The Advantages of 'Substandard' Health Plans


Stanford economist Edward Lazear, who chaired George W. Bush's Council of Economic Advisers from 2006 to 2009, explains why one man's "substandard" health plan is another's optimal coverage:

Plans that exclude the president's "core" benefits may be exactly what is desired for those in good health with the means to cover their limited every-day and predictable medical expenses….

Just as it would be a bad idea to require that all cars come with power windows, power locks, and automatic transmissions, it is also unwise to order citizens to buy health care that includes maternity benefits or other care. 

Some may have no intention of having children.  

Others may not want to devote the time required to take advantage of the preventive care that is covered.

Still others may be skeptical of the effectiveness of mental health care….

The fact that a health care plan does not include all the benefits of other plans does not imply that it is "substandard." Instead, the [Affordable Care Act] replaces plans that cater to needs of a particular consumer with those cluttered with bells and whistles that may be of little value.  

Lazear also notes that generous coverage contributes to health care inflation by encouraging overconsumption: When someone else is picking up the tab, consumers do not worry much about the price. In fact, because the health care market is dominated by third-party payments, patients typically do not even know the price before they decide whether to "purchase" a particular medical service. The other day The New York Times published an op-ed piece in which Peter Ubel, a professor of medicine at Duke University, proposed a radical idea: What if doctors deigned to tell patients, before asking them to approve a procedure or course of treatment, how much it will cost them? Ubel argues that doctors should "discuss out-of-pocket costs with patients just as they discuss any side effects."

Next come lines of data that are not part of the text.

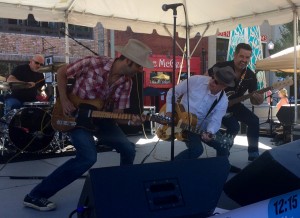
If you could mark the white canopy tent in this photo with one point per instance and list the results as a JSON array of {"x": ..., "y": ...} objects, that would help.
[{"x": 206, "y": 17}]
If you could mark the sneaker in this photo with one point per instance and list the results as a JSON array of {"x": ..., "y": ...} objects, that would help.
[
  {"x": 41, "y": 204},
  {"x": 234, "y": 169},
  {"x": 252, "y": 156}
]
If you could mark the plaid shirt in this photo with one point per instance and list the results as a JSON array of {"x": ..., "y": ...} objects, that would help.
[{"x": 91, "y": 75}]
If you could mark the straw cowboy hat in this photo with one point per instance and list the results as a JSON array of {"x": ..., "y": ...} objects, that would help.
[
  {"x": 224, "y": 75},
  {"x": 136, "y": 51}
]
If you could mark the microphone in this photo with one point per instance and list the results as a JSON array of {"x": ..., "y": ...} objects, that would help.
[{"x": 166, "y": 7}]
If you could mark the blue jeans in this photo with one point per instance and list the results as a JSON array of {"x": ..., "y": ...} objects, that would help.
[
  {"x": 244, "y": 115},
  {"x": 195, "y": 148},
  {"x": 86, "y": 155}
]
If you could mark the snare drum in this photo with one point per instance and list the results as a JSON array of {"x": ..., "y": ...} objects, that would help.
[{"x": 42, "y": 104}]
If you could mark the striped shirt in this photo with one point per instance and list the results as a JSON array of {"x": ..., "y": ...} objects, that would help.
[{"x": 91, "y": 81}]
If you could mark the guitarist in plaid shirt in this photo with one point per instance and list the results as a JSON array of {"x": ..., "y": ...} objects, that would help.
[
  {"x": 95, "y": 78},
  {"x": 245, "y": 80}
]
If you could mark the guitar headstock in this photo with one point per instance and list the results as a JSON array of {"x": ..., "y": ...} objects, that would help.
[{"x": 282, "y": 84}]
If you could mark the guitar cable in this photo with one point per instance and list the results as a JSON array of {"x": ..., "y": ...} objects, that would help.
[{"x": 28, "y": 144}]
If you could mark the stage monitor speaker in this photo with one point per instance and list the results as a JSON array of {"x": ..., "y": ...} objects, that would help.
[
  {"x": 187, "y": 188},
  {"x": 286, "y": 114},
  {"x": 275, "y": 172}
]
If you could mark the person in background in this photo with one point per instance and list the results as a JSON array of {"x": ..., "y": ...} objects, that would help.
[
  {"x": 208, "y": 102},
  {"x": 245, "y": 80},
  {"x": 279, "y": 130},
  {"x": 109, "y": 82},
  {"x": 26, "y": 84},
  {"x": 283, "y": 98}
]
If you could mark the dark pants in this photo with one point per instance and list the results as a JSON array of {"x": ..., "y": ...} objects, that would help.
[{"x": 244, "y": 115}]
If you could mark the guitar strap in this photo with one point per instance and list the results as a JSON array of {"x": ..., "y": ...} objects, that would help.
[{"x": 109, "y": 103}]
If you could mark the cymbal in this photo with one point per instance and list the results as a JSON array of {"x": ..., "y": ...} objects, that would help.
[
  {"x": 50, "y": 68},
  {"x": 2, "y": 78},
  {"x": 4, "y": 86},
  {"x": 19, "y": 85}
]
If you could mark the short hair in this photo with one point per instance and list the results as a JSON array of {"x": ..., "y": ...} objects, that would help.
[{"x": 242, "y": 46}]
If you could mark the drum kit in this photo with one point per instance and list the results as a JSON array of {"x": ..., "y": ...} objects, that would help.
[{"x": 28, "y": 129}]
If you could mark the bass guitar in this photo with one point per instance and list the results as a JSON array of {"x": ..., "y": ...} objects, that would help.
[
  {"x": 182, "y": 125},
  {"x": 86, "y": 110},
  {"x": 278, "y": 85}
]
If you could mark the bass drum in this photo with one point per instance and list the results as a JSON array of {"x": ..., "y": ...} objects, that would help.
[{"x": 30, "y": 129}]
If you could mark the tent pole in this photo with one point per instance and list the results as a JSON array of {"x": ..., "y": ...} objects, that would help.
[
  {"x": 67, "y": 48},
  {"x": 295, "y": 63}
]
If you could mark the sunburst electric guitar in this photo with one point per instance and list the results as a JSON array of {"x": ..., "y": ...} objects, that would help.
[
  {"x": 182, "y": 120},
  {"x": 278, "y": 85},
  {"x": 86, "y": 111}
]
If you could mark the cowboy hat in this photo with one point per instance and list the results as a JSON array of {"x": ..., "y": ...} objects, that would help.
[
  {"x": 137, "y": 52},
  {"x": 224, "y": 75}
]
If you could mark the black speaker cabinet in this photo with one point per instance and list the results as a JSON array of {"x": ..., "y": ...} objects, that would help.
[
  {"x": 275, "y": 172},
  {"x": 286, "y": 114},
  {"x": 187, "y": 188}
]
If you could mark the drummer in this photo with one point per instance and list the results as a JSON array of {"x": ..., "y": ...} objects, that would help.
[{"x": 26, "y": 83}]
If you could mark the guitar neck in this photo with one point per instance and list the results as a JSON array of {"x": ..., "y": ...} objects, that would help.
[
  {"x": 110, "y": 115},
  {"x": 244, "y": 97}
]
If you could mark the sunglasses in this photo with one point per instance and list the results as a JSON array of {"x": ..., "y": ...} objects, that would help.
[
  {"x": 38, "y": 63},
  {"x": 215, "y": 81}
]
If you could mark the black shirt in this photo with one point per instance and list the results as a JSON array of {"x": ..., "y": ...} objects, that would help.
[{"x": 24, "y": 73}]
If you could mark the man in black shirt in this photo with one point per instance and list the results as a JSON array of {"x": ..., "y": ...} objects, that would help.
[
  {"x": 245, "y": 81},
  {"x": 26, "y": 83}
]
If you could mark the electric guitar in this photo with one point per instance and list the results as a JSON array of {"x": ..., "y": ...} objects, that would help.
[
  {"x": 182, "y": 125},
  {"x": 278, "y": 85},
  {"x": 86, "y": 110}
]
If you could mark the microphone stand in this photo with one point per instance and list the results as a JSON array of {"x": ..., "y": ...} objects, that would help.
[
  {"x": 79, "y": 43},
  {"x": 173, "y": 86},
  {"x": 270, "y": 113}
]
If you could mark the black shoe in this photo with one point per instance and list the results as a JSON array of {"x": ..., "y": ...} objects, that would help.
[
  {"x": 234, "y": 169},
  {"x": 41, "y": 204}
]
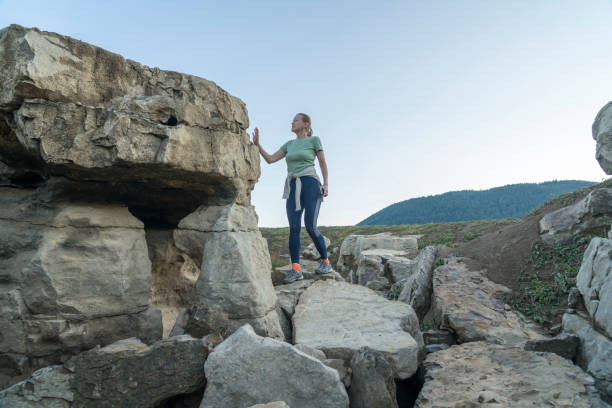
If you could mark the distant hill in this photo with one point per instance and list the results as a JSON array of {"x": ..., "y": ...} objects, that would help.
[{"x": 510, "y": 201}]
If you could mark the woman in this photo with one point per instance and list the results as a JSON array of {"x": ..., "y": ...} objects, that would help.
[{"x": 303, "y": 190}]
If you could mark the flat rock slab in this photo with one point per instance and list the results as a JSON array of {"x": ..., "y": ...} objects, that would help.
[
  {"x": 471, "y": 305},
  {"x": 247, "y": 369},
  {"x": 478, "y": 374},
  {"x": 339, "y": 318},
  {"x": 127, "y": 373}
]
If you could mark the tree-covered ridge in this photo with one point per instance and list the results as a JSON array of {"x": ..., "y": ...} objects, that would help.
[{"x": 510, "y": 201}]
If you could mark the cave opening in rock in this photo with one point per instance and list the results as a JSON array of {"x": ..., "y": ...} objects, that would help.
[
  {"x": 407, "y": 391},
  {"x": 172, "y": 121}
]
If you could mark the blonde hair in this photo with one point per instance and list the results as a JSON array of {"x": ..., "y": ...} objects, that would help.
[{"x": 306, "y": 119}]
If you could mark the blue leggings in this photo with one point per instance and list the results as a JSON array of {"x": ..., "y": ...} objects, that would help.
[{"x": 310, "y": 201}]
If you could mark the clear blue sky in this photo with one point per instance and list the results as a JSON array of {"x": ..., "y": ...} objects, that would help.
[{"x": 410, "y": 98}]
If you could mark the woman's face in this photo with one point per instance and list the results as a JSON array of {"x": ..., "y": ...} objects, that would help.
[{"x": 298, "y": 124}]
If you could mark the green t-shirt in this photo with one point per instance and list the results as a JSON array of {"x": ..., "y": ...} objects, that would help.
[{"x": 300, "y": 153}]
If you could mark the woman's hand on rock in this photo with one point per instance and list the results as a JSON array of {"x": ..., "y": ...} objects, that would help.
[{"x": 256, "y": 137}]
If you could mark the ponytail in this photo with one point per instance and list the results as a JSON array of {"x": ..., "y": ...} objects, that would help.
[{"x": 306, "y": 119}]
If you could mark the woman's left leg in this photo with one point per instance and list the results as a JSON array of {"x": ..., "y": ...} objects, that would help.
[{"x": 311, "y": 202}]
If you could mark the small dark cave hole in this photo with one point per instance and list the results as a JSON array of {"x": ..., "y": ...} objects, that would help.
[
  {"x": 407, "y": 391},
  {"x": 159, "y": 218},
  {"x": 192, "y": 400},
  {"x": 172, "y": 121}
]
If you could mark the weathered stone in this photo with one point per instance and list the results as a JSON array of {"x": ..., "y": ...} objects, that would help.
[
  {"x": 276, "y": 404},
  {"x": 339, "y": 318},
  {"x": 310, "y": 252},
  {"x": 372, "y": 384},
  {"x": 417, "y": 287},
  {"x": 593, "y": 211},
  {"x": 574, "y": 298},
  {"x": 595, "y": 283},
  {"x": 479, "y": 374},
  {"x": 311, "y": 351},
  {"x": 72, "y": 276},
  {"x": 354, "y": 245},
  {"x": 247, "y": 369},
  {"x": 130, "y": 374},
  {"x": 48, "y": 387},
  {"x": 470, "y": 304},
  {"x": 174, "y": 275},
  {"x": 369, "y": 268},
  {"x": 77, "y": 110},
  {"x": 432, "y": 348},
  {"x": 438, "y": 337},
  {"x": 343, "y": 368},
  {"x": 602, "y": 133},
  {"x": 201, "y": 320},
  {"x": 594, "y": 353},
  {"x": 235, "y": 272},
  {"x": 564, "y": 345},
  {"x": 127, "y": 373}
]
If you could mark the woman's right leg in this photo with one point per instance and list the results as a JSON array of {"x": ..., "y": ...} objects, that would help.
[{"x": 295, "y": 225}]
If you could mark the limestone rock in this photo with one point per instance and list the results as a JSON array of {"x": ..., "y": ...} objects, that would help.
[
  {"x": 200, "y": 320},
  {"x": 339, "y": 318},
  {"x": 353, "y": 245},
  {"x": 479, "y": 374},
  {"x": 247, "y": 369},
  {"x": 310, "y": 252},
  {"x": 594, "y": 210},
  {"x": 235, "y": 275},
  {"x": 594, "y": 281},
  {"x": 594, "y": 353},
  {"x": 372, "y": 384},
  {"x": 470, "y": 304},
  {"x": 417, "y": 287},
  {"x": 127, "y": 373},
  {"x": 308, "y": 270},
  {"x": 564, "y": 345},
  {"x": 48, "y": 387},
  {"x": 76, "y": 110},
  {"x": 344, "y": 369},
  {"x": 276, "y": 404},
  {"x": 602, "y": 133},
  {"x": 72, "y": 276}
]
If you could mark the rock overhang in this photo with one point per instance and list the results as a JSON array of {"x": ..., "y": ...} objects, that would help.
[{"x": 112, "y": 129}]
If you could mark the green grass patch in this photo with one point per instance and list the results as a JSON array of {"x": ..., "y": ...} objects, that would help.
[{"x": 549, "y": 275}]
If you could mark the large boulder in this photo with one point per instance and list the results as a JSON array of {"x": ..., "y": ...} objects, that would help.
[
  {"x": 472, "y": 306},
  {"x": 417, "y": 285},
  {"x": 480, "y": 374},
  {"x": 594, "y": 281},
  {"x": 152, "y": 137},
  {"x": 127, "y": 373},
  {"x": 594, "y": 353},
  {"x": 339, "y": 318},
  {"x": 72, "y": 276},
  {"x": 247, "y": 369},
  {"x": 234, "y": 265},
  {"x": 593, "y": 211},
  {"x": 372, "y": 384},
  {"x": 353, "y": 245},
  {"x": 602, "y": 133}
]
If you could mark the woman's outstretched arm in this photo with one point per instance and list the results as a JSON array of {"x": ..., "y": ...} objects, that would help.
[
  {"x": 323, "y": 164},
  {"x": 269, "y": 158}
]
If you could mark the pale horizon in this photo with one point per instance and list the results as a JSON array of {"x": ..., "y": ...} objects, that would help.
[{"x": 409, "y": 99}]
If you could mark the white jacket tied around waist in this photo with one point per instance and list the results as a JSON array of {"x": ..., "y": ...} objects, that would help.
[{"x": 308, "y": 171}]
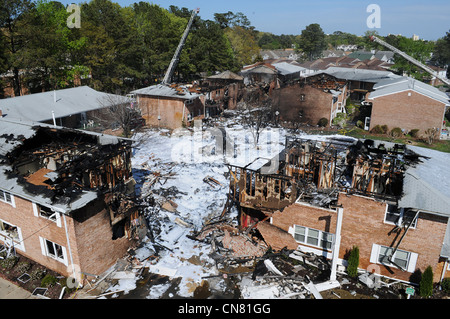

That is eminently sensible, except that doctors may have no idea how much the services they offer will cost the patient or his insurer, because the answer depends on carrier-specific negotiations, the details of the patient's policy, and his prior covered expenses. Patients may not find out how much a treatment costs until months after they buy it, when they get an "explanation of benefits" in the mail. Even then the answser may not be final, because there is room for dispute about exactly what is covered. Furthermore, out-of-pocket costs may be negotiable, since hospitals are accustomed to receiving only partial payment of the bills they issue (and presumably inflate them with that in mind). The upshot is price signals that are late and faint, if not utterly obscured.

The major exceptions are medical services, such as dental care, vision correction, and plastic surgery, that consumers typically buy with their own money. You can easily get a price quote for a tooth implant, Lasik surgery, or a nose job. It is almost impossible to get a clear idea of how much an MRI or a tonsillectomy will cost. In my experience, such questions usually elicit blank stares, as if they've never been asked before. Imagine how well the car repair market would function if customers had no way of knowing how much a new transmission would cost until months after agreeing to buy one.

Obamacare, Lazear notes, compounds this problem by requiring people to buy more coverage than they would otherwise choose:

Health economists, notably Daniel Kessler at Stanford, have demonstrated that the failure by the consumer to pay for health care on the margin induces high and in many cases over usage.  

Plans that have low co-pays, first-dollar coverage, and insure routine predictable health care events induce high and excessive use of care.

By contrast, those like catastrophic care plans that do not insure the routine and cover only unpredictable high cost events induce consumers to behave more efficiently. 

Banning such "substandard" plans makes no sense from a cost-control perspective. Last month I compared Obamacare's minimum coverage requirements to the federal ban on incandescent light bulbs, which likewise overrides consumers' assessments of their own interests. But while the light bulb requirement was defended in the name of efficiency, Obamacare mandates inefficiency.